Карта памяти 26.05.2014 // 12 553
© tvmovie.de

17 марта 1855 года 33-летняя Регина Ольсен готовилась отправиться в датскую Вест-Индию, куда ее муж Йохан Фредерик Шлегель, с которым она на тот момент состояла в браке уже восемь лет, был назначен губернатором. Супруги должны были провести в колонии не менее пяти лет, что придавало необходимости прощания с семьей и друзьями особую важность. В середине XIX века мало кому удавалось преодолеть путешествие длиной в 4500 миль, минуя вполне реальные опасности — кораблекрушения, погоду, болезни. Регина была хорошо осведомлена о возможных рисках: ее старший брат Олаф Кристиан, будучи инспектором по налоговым сборам в Санта-Крус с 1845-го по 1857 год, потерял в период нелегкой жизни на острове жену Лауру и младшую сестру Оливию.

Вопреки или же благодаря предстоящему опасному путешествию в день своего отъезда Регина приняла важное решение — разыскать чудаковатого мужчину, с которым некогда была помолвлена, мужчину, оставившего ее, с которым она не разговаривала вот уже 14 лет. Но хотя они не обмолвились с тех пор и словом, Регина Ольсен и Сёрен Кьеркегор все же не стали друг для друга посторонними людьми. В течение многих лет они сталкивались во время прогулок по городу, частенько предумышленно. Так, на 39-й день рождения Кьеркегора Регина неожиданно объявилась на улице напротив его дома в Остербро. «Как это часто случается со мной в последнее время, я не могу удержаться от улыбки, когда вижу ее», — написал меланхоличный датчанин в своем дневнике. Когда именинник поднял шляпу в знак приветствия, Регина сверкнула улыбкой ему в ответ. Затем, словно по уговору, они вновь пошли разными дорогами.
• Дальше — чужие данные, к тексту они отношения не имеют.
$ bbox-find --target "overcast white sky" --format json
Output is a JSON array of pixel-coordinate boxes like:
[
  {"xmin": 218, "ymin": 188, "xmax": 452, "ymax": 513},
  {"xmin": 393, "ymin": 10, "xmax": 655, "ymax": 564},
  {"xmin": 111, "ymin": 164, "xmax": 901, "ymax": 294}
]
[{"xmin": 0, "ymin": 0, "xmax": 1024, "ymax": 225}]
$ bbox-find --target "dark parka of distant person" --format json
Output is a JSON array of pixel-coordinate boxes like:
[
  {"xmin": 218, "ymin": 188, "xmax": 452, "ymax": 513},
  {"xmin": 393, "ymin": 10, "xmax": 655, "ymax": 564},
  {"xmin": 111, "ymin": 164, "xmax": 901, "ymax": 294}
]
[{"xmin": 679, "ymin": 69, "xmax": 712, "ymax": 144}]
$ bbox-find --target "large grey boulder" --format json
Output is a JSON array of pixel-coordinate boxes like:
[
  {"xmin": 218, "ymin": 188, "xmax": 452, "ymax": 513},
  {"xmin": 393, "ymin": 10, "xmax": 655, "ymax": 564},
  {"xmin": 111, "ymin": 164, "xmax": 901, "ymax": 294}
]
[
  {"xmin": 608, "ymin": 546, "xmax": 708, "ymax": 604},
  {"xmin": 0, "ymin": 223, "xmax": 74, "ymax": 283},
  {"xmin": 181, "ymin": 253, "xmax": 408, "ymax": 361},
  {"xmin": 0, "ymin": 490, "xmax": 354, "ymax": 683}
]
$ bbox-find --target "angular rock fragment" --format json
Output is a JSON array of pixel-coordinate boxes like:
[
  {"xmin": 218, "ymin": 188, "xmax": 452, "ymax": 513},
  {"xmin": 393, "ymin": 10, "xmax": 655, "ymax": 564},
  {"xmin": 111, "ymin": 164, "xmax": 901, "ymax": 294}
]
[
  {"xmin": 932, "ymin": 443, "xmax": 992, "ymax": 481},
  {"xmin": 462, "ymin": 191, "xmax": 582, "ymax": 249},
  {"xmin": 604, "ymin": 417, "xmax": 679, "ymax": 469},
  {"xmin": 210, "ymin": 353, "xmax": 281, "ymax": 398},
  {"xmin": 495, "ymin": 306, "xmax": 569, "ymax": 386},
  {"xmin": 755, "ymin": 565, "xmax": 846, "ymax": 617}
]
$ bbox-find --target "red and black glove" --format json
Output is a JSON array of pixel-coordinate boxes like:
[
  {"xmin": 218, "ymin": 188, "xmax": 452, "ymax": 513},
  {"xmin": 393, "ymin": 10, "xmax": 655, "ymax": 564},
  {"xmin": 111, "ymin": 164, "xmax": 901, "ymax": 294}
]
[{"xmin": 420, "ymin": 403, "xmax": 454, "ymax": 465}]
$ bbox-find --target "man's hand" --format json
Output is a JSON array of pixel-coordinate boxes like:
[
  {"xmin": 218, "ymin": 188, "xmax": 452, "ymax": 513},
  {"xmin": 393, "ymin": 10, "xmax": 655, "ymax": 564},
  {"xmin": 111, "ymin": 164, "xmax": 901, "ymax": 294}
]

Молчание не нарушилось вплоть до самого дня отъезда Регины. Вдруг, в самый разгар дорожных сборов, Регина опрометью выбежала из своей квартиры в Ниброгаде, ринувшись в толпу. После отчаянных поисков она ненароком наткнулась на знакомую сутулую фигуру на одной из улиц Копенгагена. Тихо подойдя к нему, она воскликнула: «Да благословит вас Господь! Пусть в жизни вам сопутствует только все самое светлое!» И ушла, оставив бывшего жениха стоять со шляпой в руке, онемевшего, ошеломленного.

То была их последняя встреча. Регина исчезла в тот же день. Кьеркегор после очередного приступа интенсивного творчестванавсегда покинул этот мир спустя восемь месяцев — 11 ноября 1855 года.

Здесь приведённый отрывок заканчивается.